Recent legislation introduced a variety of financial relief tools for small businesses, including loans, grants, and tax credits. Some of the aid available prevents double-dipping, so making the right choice for your business is essential.
You can start by evaluating your current situation to determine what type of assistance would best serve you, for example:
- If you're looking to get cash quickly, the Economic Injury Disaster Loan and Advance could be a good option.
- If your goal is to retain employees and continue paying wages, you might want to consider the Paycheck Protection Program.
- If you are concerned about making payments on current debt, the SBA Debt Relief Program can help with that.
To help you navigate the choices available, we've broken down the newest relief efforts most relevant to small businesses.
Loans and Grants
The Paycheck Protection Program (PPP)
The most notable relief effort included in the CARES Act is the PPP— a $3.49 billion package to help small businesses maintain or restore their payroll and employees. Through this program, banks and other financial companies can act as lenders to provide loans of up to $10 million. The highlight of the program is the 100% loan forgiveness available if the funds are used towards the defined payroll costs and employees are retained.
Most small businesses are eligible for the Paycheck Protection Program, including non-profits, faith-based organizations, and some businesses over 500 employees.
To learn more about the program, and how to apply, download our Paycheck Protection Program Toolkit.
Economic Injury Disaster Loans (EIDL)
EIDL are low-interest federal disaster loans through the SBA available to small businesses in areas experiencing a substantial economic injury. Due to COVID-19, small businesses across all US states and territories are currently eligible to apply for Economic Injury Disaster Loans.
Under the CARES Act many of the usual EIDL requirements are waived or changed. The new terms do not require personal guarantees, tax returns, or proof that you could not get credit elsewhere. Borrowers can be approved on credit score alone as long as the business was in operation on January 31, 2020.
The SBA offers Economic Injury Disaster Loans up to $2 million to cover fixed debts, payroll, rent, and other bills that can't be paid due to revenue losses. The interest rate for small businesses is 3.75% and 2.75% for non-profits with a max term of 30 years.
Economic Injury Disaster Loan Advance
In response to the coronavirus, the SBA is offering an EIDL advance of up to $10,000. To take advantage of this offer, small business owners must apply for an Economic Injury Disaster Loan and then request the advance. The advanced funds will be available within three days of a successful application and do not have to be repaid.
To apply for a COVID-19 Economic Injury Disaster Loan and loan advance, click here.
SBA Debt Relief
Small businesses can apply to have the SBA cover payments on current loans for up to 6 months. The SBA will automatically pay the principal, interest, and fees on all existing and new 7(a), 504, and microloans issued before September 27, 2020.

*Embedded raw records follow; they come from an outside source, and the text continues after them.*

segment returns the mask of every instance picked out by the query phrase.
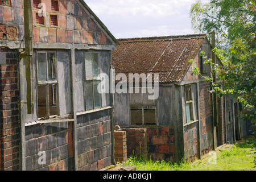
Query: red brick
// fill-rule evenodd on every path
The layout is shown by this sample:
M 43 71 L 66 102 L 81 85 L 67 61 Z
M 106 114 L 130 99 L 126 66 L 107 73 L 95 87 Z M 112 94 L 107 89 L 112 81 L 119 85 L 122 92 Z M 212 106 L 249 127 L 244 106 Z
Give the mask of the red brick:
M 11 6 L 11 0 L 1 1 L 0 5 Z
M 73 40 L 74 43 L 81 43 L 80 32 L 79 31 L 74 30 L 73 31 Z
M 86 32 L 85 31 L 80 31 L 80 39 L 81 43 L 87 43 L 87 36 Z
M 73 143 L 68 144 L 68 156 L 73 156 Z
M 148 136 L 155 136 L 158 135 L 158 129 L 156 127 L 148 127 L 147 129 L 147 135 Z
M 100 44 L 102 44 L 102 45 L 105 45 L 107 44 L 107 38 L 106 36 L 106 35 L 105 35 L 104 33 L 101 32 L 101 35 L 100 35 Z
M 15 22 L 14 10 L 13 8 L 7 6 L 3 6 L 3 22 L 5 23 Z
M 65 43 L 65 30 L 64 29 L 57 29 L 57 42 Z
M 40 42 L 48 42 L 48 28 L 44 27 L 39 28 L 39 39 Z
M 5 36 L 4 37 L 4 34 Z M 7 39 L 6 24 L 0 23 L 0 40 Z
M 74 33 L 72 30 L 66 30 L 65 31 L 65 36 L 66 43 L 71 43 L 73 42 L 73 36 Z
M 33 27 L 33 42 L 39 42 L 39 28 Z
M 73 133 L 72 133 L 72 130 L 68 130 L 68 142 L 69 143 L 72 143 L 73 142 Z
M 93 44 L 93 32 L 87 32 L 86 39 L 87 39 L 87 43 L 88 44 Z
M 98 168 L 99 169 L 102 169 L 104 168 L 104 159 L 98 161 Z
M 158 133 L 160 136 L 167 136 L 169 134 L 168 127 L 159 127 Z
M 160 153 L 169 153 L 170 152 L 170 146 L 168 144 L 159 145 L 159 152 Z
M 57 163 L 54 163 L 49 166 L 49 171 L 57 171 Z
M 75 16 L 75 29 L 82 30 L 82 19 L 80 17 Z
M 175 146 L 174 145 L 170 146 L 170 152 L 172 153 L 175 152 Z
M 67 14 L 68 13 L 68 1 L 67 0 L 59 0 L 59 2 L 60 13 Z
M 46 4 L 46 12 L 52 12 L 51 0 L 41 0 L 41 2 Z
M 164 136 L 154 136 L 152 137 L 152 140 L 154 144 L 164 144 Z
M 59 27 L 61 28 L 67 28 L 66 15 L 58 14 Z
M 19 30 L 14 26 L 8 26 L 7 28 L 7 39 L 10 40 L 19 40 Z
M 23 0 L 11 0 L 11 6 L 15 7 L 23 8 Z
M 56 42 L 56 28 L 49 28 L 48 32 L 49 42 Z

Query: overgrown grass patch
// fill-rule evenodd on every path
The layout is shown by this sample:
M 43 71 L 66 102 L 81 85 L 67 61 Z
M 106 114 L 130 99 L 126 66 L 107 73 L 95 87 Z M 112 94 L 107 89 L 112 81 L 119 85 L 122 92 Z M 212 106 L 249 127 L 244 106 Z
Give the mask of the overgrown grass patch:
M 197 160 L 194 163 L 184 161 L 180 164 L 164 160 L 154 161 L 144 157 L 131 156 L 124 165 L 135 166 L 137 171 L 240 171 L 255 170 L 253 144 L 244 142 L 235 144 L 229 150 L 220 151 L 214 164 Z

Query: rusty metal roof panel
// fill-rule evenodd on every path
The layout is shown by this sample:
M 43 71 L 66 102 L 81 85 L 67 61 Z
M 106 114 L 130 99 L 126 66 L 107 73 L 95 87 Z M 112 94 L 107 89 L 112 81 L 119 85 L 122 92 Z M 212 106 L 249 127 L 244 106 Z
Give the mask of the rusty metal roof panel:
M 113 52 L 115 73 L 159 73 L 159 82 L 180 81 L 205 34 L 119 39 Z

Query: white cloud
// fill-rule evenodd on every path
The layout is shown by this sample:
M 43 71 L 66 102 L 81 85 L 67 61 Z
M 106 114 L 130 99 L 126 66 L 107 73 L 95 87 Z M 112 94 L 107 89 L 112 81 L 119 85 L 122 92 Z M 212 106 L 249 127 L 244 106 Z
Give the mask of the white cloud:
M 142 38 L 152 36 L 163 36 L 193 34 L 189 28 L 172 29 L 168 26 L 160 26 L 154 28 L 141 29 L 134 31 L 122 31 L 115 34 L 117 38 Z
M 179 9 L 195 0 L 89 0 L 88 6 L 97 15 L 142 15 L 151 17 L 180 13 Z
M 116 38 L 193 33 L 189 12 L 196 0 L 84 1 Z

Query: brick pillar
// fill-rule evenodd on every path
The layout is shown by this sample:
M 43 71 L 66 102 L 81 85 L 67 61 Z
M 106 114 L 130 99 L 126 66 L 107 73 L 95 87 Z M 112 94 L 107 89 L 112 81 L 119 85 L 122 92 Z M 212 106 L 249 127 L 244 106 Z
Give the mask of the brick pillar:
M 19 170 L 20 120 L 18 57 L 0 48 L 0 170 Z
M 114 131 L 115 162 L 127 160 L 126 131 Z
M 128 156 L 133 155 L 146 156 L 147 152 L 146 129 L 123 129 L 127 132 L 127 147 Z

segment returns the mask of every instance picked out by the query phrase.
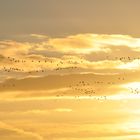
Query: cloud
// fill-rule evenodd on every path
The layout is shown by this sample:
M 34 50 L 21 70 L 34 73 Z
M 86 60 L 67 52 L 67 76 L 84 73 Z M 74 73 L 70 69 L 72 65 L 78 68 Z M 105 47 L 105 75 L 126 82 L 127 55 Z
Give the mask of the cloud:
M 0 122 L 0 138 L 3 140 L 43 140 L 38 134 L 12 127 L 3 122 Z
M 46 35 L 40 35 L 40 34 L 30 34 L 31 37 L 37 38 L 37 39 L 48 39 L 49 37 Z

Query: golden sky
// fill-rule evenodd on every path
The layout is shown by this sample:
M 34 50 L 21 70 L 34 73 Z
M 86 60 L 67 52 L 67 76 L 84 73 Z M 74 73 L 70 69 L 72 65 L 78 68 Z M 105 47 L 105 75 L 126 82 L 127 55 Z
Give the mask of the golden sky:
M 138 0 L 0 0 L 0 139 L 139 140 Z

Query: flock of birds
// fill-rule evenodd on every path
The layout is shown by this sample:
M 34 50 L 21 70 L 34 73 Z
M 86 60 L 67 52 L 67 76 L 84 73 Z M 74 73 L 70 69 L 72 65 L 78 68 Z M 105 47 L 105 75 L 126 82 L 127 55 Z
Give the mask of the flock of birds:
M 10 73 L 10 72 L 23 72 L 23 73 L 28 73 L 28 74 L 35 74 L 35 73 L 45 73 L 46 72 L 46 69 L 41 69 L 41 65 L 43 63 L 46 64 L 46 65 L 50 65 L 50 64 L 54 64 L 54 71 L 61 71 L 61 70 L 76 70 L 79 68 L 80 64 L 83 64 L 84 63 L 84 59 L 83 58 L 80 58 L 78 61 L 76 60 L 73 60 L 73 59 L 70 59 L 70 60 L 67 60 L 67 61 L 59 61 L 59 62 L 56 62 L 56 61 L 53 61 L 51 59 L 44 59 L 44 60 L 31 60 L 31 59 L 26 59 L 26 60 L 23 60 L 23 59 L 16 59 L 14 57 L 7 57 L 6 58 L 8 60 L 8 63 L 12 64 L 12 67 L 7 67 L 7 66 L 3 66 L 3 71 L 4 72 L 7 72 L 7 73 Z M 110 59 L 109 56 L 106 57 L 106 59 Z M 119 60 L 119 61 L 133 61 L 133 60 L 140 60 L 140 57 L 135 57 L 135 58 L 132 58 L 132 57 L 114 57 L 115 60 Z M 22 69 L 20 68 L 17 64 L 26 64 L 30 61 L 30 63 L 33 63 L 35 65 L 38 65 L 40 64 L 40 67 L 37 68 L 37 69 L 34 69 L 34 70 L 29 70 L 29 71 L 26 71 L 25 69 Z M 64 67 L 65 63 L 69 64 L 67 66 Z M 118 77 L 118 80 L 119 81 L 125 81 L 125 77 Z M 100 90 L 100 88 L 95 88 L 97 85 L 100 85 L 100 87 L 102 87 L 102 85 L 115 85 L 115 81 L 101 81 L 101 80 L 95 80 L 94 82 L 94 86 L 93 84 L 89 83 L 89 82 L 86 82 L 86 81 L 79 81 L 77 84 L 75 85 L 69 85 L 68 88 L 71 89 L 72 91 L 75 91 L 76 93 L 79 93 L 78 95 L 76 95 L 75 97 L 78 98 L 80 97 L 81 95 L 86 95 L 86 96 L 89 96 L 89 97 L 92 97 L 94 95 L 97 95 L 97 92 Z M 14 83 L 11 83 L 9 85 L 6 85 L 6 84 L 3 84 L 2 85 L 3 88 L 7 88 L 7 87 L 13 87 L 15 88 L 16 85 Z M 98 86 L 99 87 L 99 86 Z M 138 88 L 129 88 L 130 89 L 130 93 L 133 93 L 133 94 L 139 94 L 140 93 L 140 90 Z M 57 97 L 61 97 L 61 96 L 65 96 L 65 94 L 58 94 L 56 95 Z M 97 98 L 98 100 L 99 99 L 107 99 L 107 96 L 100 96 Z

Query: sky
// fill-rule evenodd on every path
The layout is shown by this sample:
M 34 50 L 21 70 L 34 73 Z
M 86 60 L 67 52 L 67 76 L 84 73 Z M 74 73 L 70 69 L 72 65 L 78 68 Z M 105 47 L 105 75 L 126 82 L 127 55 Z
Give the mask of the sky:
M 0 139 L 139 140 L 139 0 L 0 0 Z

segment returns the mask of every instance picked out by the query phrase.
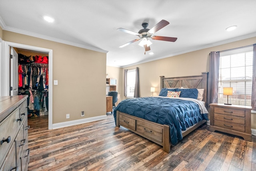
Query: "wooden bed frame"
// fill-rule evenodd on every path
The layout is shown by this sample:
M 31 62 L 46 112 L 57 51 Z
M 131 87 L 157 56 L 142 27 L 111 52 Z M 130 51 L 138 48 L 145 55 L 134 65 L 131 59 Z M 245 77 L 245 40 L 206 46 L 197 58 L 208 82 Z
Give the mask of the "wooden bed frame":
M 166 78 L 160 76 L 160 88 L 184 88 L 204 89 L 203 101 L 207 106 L 208 72 L 203 72 L 200 76 Z M 207 107 L 206 107 L 207 108 Z M 204 120 L 182 131 L 184 137 L 206 123 Z M 167 125 L 161 125 L 127 113 L 116 111 L 116 126 L 122 126 L 130 131 L 163 146 L 163 150 L 170 151 L 171 138 L 170 128 Z

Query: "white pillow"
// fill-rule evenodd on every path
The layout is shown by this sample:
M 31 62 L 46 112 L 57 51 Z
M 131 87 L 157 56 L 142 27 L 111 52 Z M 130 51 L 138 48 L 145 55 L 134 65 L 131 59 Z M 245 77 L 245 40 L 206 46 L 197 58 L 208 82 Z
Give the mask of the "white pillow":
M 186 89 L 187 88 L 184 88 L 181 87 L 180 88 Z M 197 99 L 202 101 L 204 98 L 204 89 L 197 89 L 198 91 L 198 93 L 197 95 Z

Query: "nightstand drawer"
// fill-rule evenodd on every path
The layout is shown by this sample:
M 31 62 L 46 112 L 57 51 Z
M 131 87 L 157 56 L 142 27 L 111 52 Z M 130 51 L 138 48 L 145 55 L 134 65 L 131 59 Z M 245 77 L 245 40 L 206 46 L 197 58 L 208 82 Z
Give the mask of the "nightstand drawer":
M 227 133 L 229 133 L 228 129 L 235 130 L 240 132 L 245 132 L 245 126 L 234 123 L 223 122 L 214 120 L 214 126 L 227 128 Z
M 215 107 L 214 113 L 223 113 L 226 115 L 232 115 L 239 116 L 245 116 L 245 110 L 239 110 L 234 109 L 230 109 L 224 107 Z
M 240 124 L 245 124 L 245 118 L 244 117 L 237 117 L 232 115 L 222 115 L 221 114 L 217 113 L 214 114 L 214 119 L 218 119 L 224 122 L 232 122 Z M 215 121 L 214 121 L 214 122 Z
M 135 131 L 136 120 L 131 117 L 124 116 L 122 114 L 119 115 L 120 124 L 127 128 Z

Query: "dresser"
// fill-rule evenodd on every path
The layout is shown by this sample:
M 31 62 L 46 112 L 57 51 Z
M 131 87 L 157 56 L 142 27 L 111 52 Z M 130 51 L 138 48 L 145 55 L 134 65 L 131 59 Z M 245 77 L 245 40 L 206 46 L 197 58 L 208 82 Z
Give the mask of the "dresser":
M 0 171 L 28 169 L 27 97 L 0 97 Z
M 212 103 L 210 130 L 240 136 L 252 141 L 250 106 Z

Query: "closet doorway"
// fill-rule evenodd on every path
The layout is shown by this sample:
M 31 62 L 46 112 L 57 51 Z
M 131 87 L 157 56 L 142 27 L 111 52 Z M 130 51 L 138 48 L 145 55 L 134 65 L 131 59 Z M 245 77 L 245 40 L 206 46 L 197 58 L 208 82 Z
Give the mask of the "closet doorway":
M 0 96 L 15 95 L 17 93 L 15 87 L 12 89 L 15 91 L 10 90 L 12 89 L 11 87 L 16 85 L 15 80 L 17 80 L 17 75 L 15 76 L 14 73 L 18 71 L 18 63 L 16 60 L 14 62 L 13 58 L 10 60 L 10 53 L 12 50 L 16 50 L 17 52 L 23 53 L 24 55 L 30 54 L 44 55 L 48 56 L 48 64 L 47 66 L 48 70 L 48 128 L 52 129 L 52 50 L 42 48 L 23 45 L 16 43 L 3 41 L 3 58 L 2 59 L 1 68 L 2 68 L 0 74 L 1 77 L 1 93 Z M 14 51 L 12 52 L 13 53 Z M 15 53 L 15 52 L 14 52 Z M 12 54 L 13 56 L 14 54 Z M 16 58 L 16 57 L 15 57 Z M 17 67 L 17 68 L 16 68 Z M 8 73 L 8 74 L 6 73 Z M 17 73 L 18 72 L 17 72 Z

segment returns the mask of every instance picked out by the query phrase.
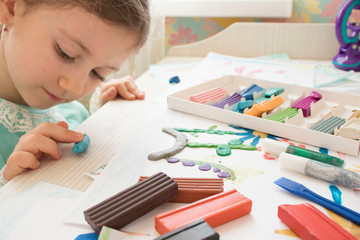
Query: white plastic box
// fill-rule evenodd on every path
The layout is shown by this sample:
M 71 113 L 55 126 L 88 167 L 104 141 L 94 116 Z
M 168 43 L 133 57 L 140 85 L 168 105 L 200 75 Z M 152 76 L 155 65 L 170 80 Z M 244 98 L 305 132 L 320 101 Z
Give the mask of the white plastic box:
M 219 86 L 231 95 L 235 91 L 245 89 L 253 83 L 262 88 L 284 88 L 285 91 L 281 94 L 284 98 L 284 103 L 279 107 L 283 109 L 290 107 L 291 103 L 309 96 L 311 91 L 320 93 L 322 95 L 322 99 L 311 106 L 312 114 L 310 117 L 303 118 L 301 112 L 299 112 L 297 116 L 289 119 L 289 121 L 285 123 L 275 122 L 261 117 L 253 117 L 189 100 L 194 94 Z M 347 119 L 351 116 L 353 111 L 360 110 L 360 96 L 357 95 L 335 93 L 321 89 L 239 76 L 226 76 L 169 95 L 167 102 L 170 109 L 262 131 L 279 137 L 291 139 L 293 141 L 323 147 L 353 156 L 358 156 L 359 154 L 360 141 L 309 129 L 312 125 L 321 121 L 324 116 L 329 113 Z M 269 115 L 271 115 L 271 113 L 269 113 Z

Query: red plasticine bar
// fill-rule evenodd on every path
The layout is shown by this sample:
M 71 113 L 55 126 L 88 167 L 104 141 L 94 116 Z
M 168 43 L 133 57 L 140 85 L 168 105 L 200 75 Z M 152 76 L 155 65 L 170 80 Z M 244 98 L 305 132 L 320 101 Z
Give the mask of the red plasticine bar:
M 280 205 L 278 217 L 303 240 L 356 240 L 339 224 L 308 203 Z
M 190 97 L 190 101 L 205 104 L 207 102 L 216 102 L 229 96 L 229 94 L 222 88 L 216 87 L 205 92 L 194 94 Z
M 141 176 L 139 181 L 148 177 Z M 193 203 L 224 191 L 220 178 L 173 178 L 178 184 L 178 195 L 170 202 Z
M 232 189 L 155 216 L 155 229 L 165 234 L 198 219 L 216 227 L 251 212 L 250 199 Z

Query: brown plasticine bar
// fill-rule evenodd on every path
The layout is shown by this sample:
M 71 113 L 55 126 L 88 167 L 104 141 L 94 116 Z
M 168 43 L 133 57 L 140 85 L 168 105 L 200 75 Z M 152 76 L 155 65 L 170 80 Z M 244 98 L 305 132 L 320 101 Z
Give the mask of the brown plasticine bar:
M 85 220 L 97 234 L 104 225 L 119 230 L 177 193 L 177 183 L 160 172 L 85 210 Z
M 148 177 L 141 176 L 139 181 Z M 224 180 L 220 178 L 173 178 L 178 184 L 178 195 L 170 202 L 192 203 L 224 191 Z

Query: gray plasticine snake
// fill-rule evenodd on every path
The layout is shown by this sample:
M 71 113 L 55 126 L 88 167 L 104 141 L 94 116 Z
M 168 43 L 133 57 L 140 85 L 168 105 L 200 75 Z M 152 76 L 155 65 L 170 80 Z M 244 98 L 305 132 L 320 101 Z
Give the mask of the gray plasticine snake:
M 178 132 L 173 128 L 163 128 L 162 131 L 175 137 L 175 144 L 169 149 L 149 154 L 149 160 L 155 161 L 166 157 L 174 156 L 175 154 L 181 152 L 187 146 L 188 139 L 183 133 Z

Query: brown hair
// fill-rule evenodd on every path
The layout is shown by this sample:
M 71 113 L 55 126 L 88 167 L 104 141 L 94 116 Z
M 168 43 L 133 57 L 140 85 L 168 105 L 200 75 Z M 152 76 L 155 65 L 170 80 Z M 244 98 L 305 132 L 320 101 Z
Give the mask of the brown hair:
M 37 6 L 73 7 L 78 6 L 87 12 L 109 22 L 121 25 L 139 35 L 138 47 L 146 42 L 150 12 L 148 0 L 23 0 L 27 10 Z

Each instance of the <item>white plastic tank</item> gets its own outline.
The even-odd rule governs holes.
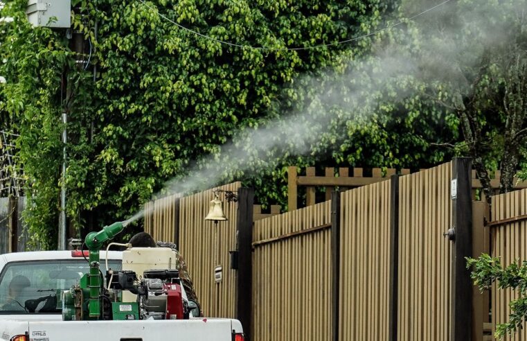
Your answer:
[[[175,270],[176,252],[170,247],[132,247],[123,252],[123,270],[134,271],[137,278],[149,270]],[[136,295],[123,290],[123,301],[136,301]]]

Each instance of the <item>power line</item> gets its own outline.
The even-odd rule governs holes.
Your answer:
[[[395,27],[397,26],[399,26],[399,25],[400,25],[402,24],[404,24],[405,22],[413,20],[414,19],[417,18],[418,17],[420,17],[421,15],[423,15],[424,14],[425,14],[425,13],[427,13],[428,12],[430,12],[431,10],[434,10],[438,8],[438,7],[440,7],[440,6],[442,6],[443,5],[445,5],[446,3],[452,1],[452,0],[445,0],[445,1],[443,1],[443,2],[440,3],[438,3],[438,4],[436,5],[435,6],[431,7],[430,8],[428,8],[426,10],[424,10],[424,11],[420,12],[420,13],[418,13],[418,14],[416,14],[416,15],[413,15],[413,16],[412,16],[412,17],[409,17],[408,19],[404,19],[400,20],[399,21],[398,21],[398,22],[396,22],[396,23],[395,23],[395,24],[393,24],[392,25],[389,25],[389,26],[386,26],[386,27],[385,27],[384,28],[381,28],[379,30],[375,30],[375,31],[372,32],[370,33],[368,33],[368,34],[363,35],[359,35],[359,37],[355,37],[355,38],[350,38],[350,39],[348,39],[348,40],[341,40],[340,42],[336,42],[330,43],[330,44],[321,44],[319,45],[315,45],[315,46],[313,46],[289,47],[289,48],[275,48],[275,47],[253,46],[251,45],[241,45],[241,44],[235,44],[235,43],[233,43],[233,42],[226,42],[224,40],[220,40],[219,39],[216,39],[216,38],[214,38],[213,37],[210,37],[208,35],[204,35],[203,33],[199,33],[199,32],[197,32],[196,30],[192,30],[192,29],[188,28],[187,27],[185,27],[183,25],[181,25],[181,24],[177,23],[177,22],[175,22],[175,21],[173,21],[171,19],[167,17],[164,15],[160,13],[159,10],[157,8],[155,8],[151,6],[150,5],[148,4],[145,1],[145,0],[139,0],[139,2],[143,3],[145,6],[146,6],[149,9],[155,11],[156,13],[157,14],[157,15],[159,15],[161,18],[164,19],[167,21],[169,21],[169,22],[173,24],[174,25],[175,25],[177,27],[179,27],[179,28],[181,28],[182,30],[186,30],[188,32],[190,32],[190,33],[193,33],[193,34],[194,34],[195,35],[198,35],[198,36],[202,37],[203,38],[211,40],[213,42],[217,42],[217,43],[220,43],[220,44],[222,44],[224,45],[229,45],[230,46],[240,47],[240,48],[242,48],[242,49],[253,49],[253,50],[260,50],[260,51],[280,51],[311,50],[311,49],[319,49],[319,48],[321,48],[321,47],[328,47],[328,46],[333,46],[340,45],[340,44],[346,44],[346,43],[349,43],[349,42],[355,42],[355,41],[357,41],[357,40],[361,40],[361,39],[366,38],[368,37],[370,37],[372,35],[376,35],[377,33],[380,33],[384,32],[385,30],[391,30],[391,28],[393,28],[394,27]]]

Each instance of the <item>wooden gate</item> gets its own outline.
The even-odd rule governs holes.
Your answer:
[[[251,340],[331,340],[330,208],[255,222]]]

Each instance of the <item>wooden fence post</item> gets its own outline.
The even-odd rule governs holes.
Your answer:
[[[9,197],[8,213],[9,214],[9,228],[11,231],[11,252],[18,251],[18,200],[16,198]]]
[[[174,200],[174,243],[179,247],[179,209],[180,198]]]
[[[339,304],[340,301],[340,192],[331,193],[331,265],[332,268],[332,329],[334,341],[339,340]]]
[[[287,167],[287,211],[296,209],[296,166]]]
[[[238,189],[238,270],[236,290],[236,318],[251,340],[253,304],[253,204],[254,189]]]
[[[470,341],[472,326],[472,282],[465,257],[472,256],[472,159],[452,161],[451,198],[455,236],[452,253],[451,341]]]
[[[390,292],[388,298],[388,340],[397,341],[398,295],[399,295],[399,175],[390,180],[391,191],[391,236],[390,236]]]

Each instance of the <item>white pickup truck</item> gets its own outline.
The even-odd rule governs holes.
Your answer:
[[[105,272],[105,252],[100,254]],[[108,252],[118,270],[122,252]],[[0,255],[0,341],[243,341],[231,319],[62,321],[57,292],[78,283],[89,271],[80,251],[43,251]],[[10,285],[18,282],[17,289]],[[21,286],[20,285],[21,284]]]

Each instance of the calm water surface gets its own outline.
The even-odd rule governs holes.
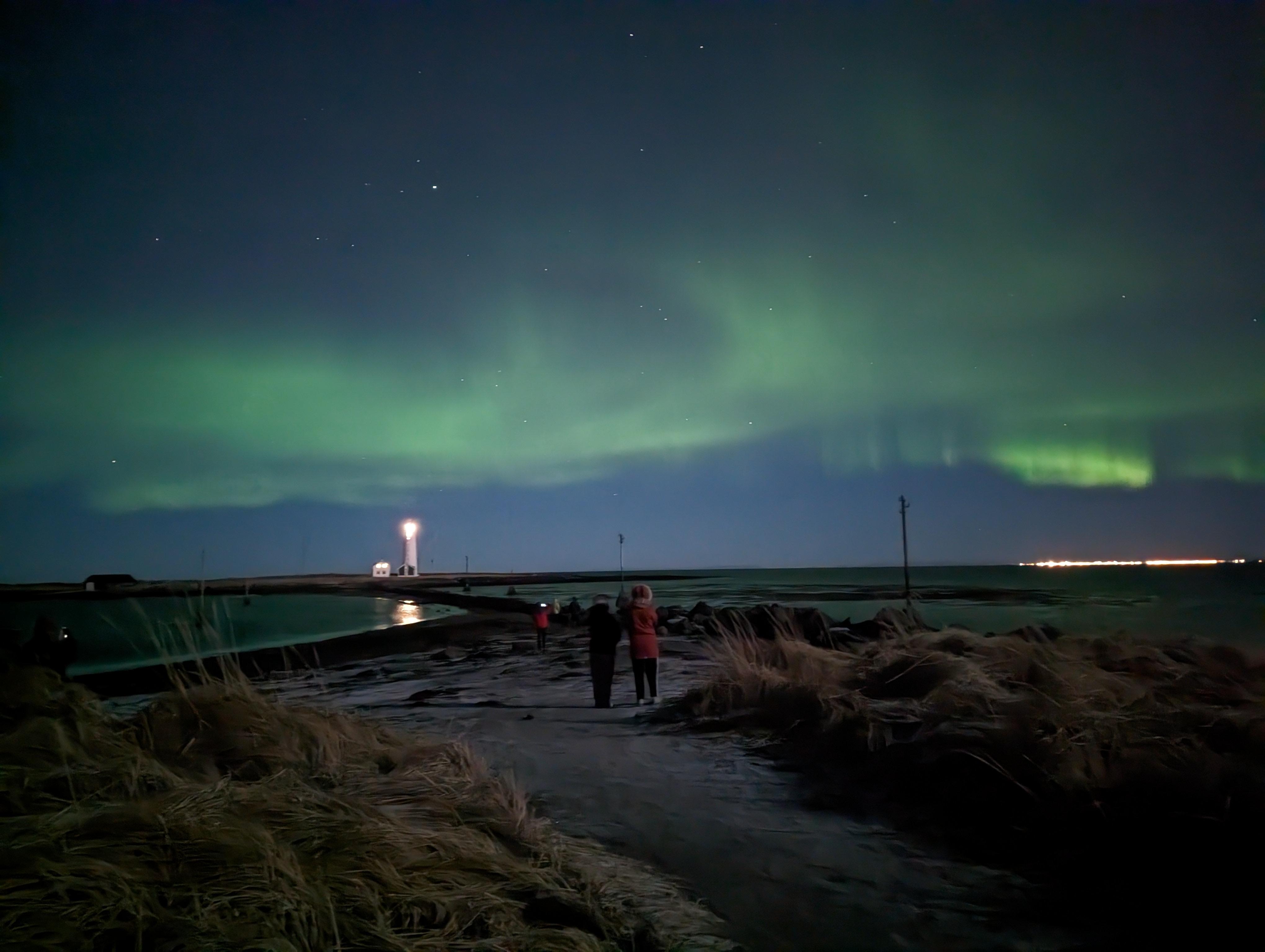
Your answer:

Borrowers requesting this relief can still take out a PPP loan; however, debt relief under this program does not apply to PPP funds as they are eligible for forgiveness of their own.
SBA Express Bridge Loans
This program enables small businesses with an existing relationship with an SBA Express Lender to access up to $25,000 quickly. The loan is intended to bridge the gap while waiting for the disbursement of EIDL funds.
Tax Credits and Payroll Tax Relief
Employee Retention Tax Credit
Similar to the tax credits available under the Families First Coronavirus Response Act, Employee Retention Tax Credits are designed to help businesses keep employees by cutting the cost to employ them.
Employers can receive credit for up to 50% of the first $10,000 in qualified wages paid to each employee between March 12, 2020 and January 1, 2021.
Note: Employers who take out a PPP loan are not eligible to receive this credit.
Social Security Tax Deferral
Typically, employers are required to submit their portion of Social Security taxes to the IRS monthly or semi-weekly, along with their employees' share. The CARES Act allows employers to hold onto their share of Social Security taxes and pay 50% of the deferred amount by December 31, 2021 and the other 50% by December 31, 2022.
Employers who receive a Paycheck Protection Program loan can defer their share of Social Security taxes until the date their loan is forgiven.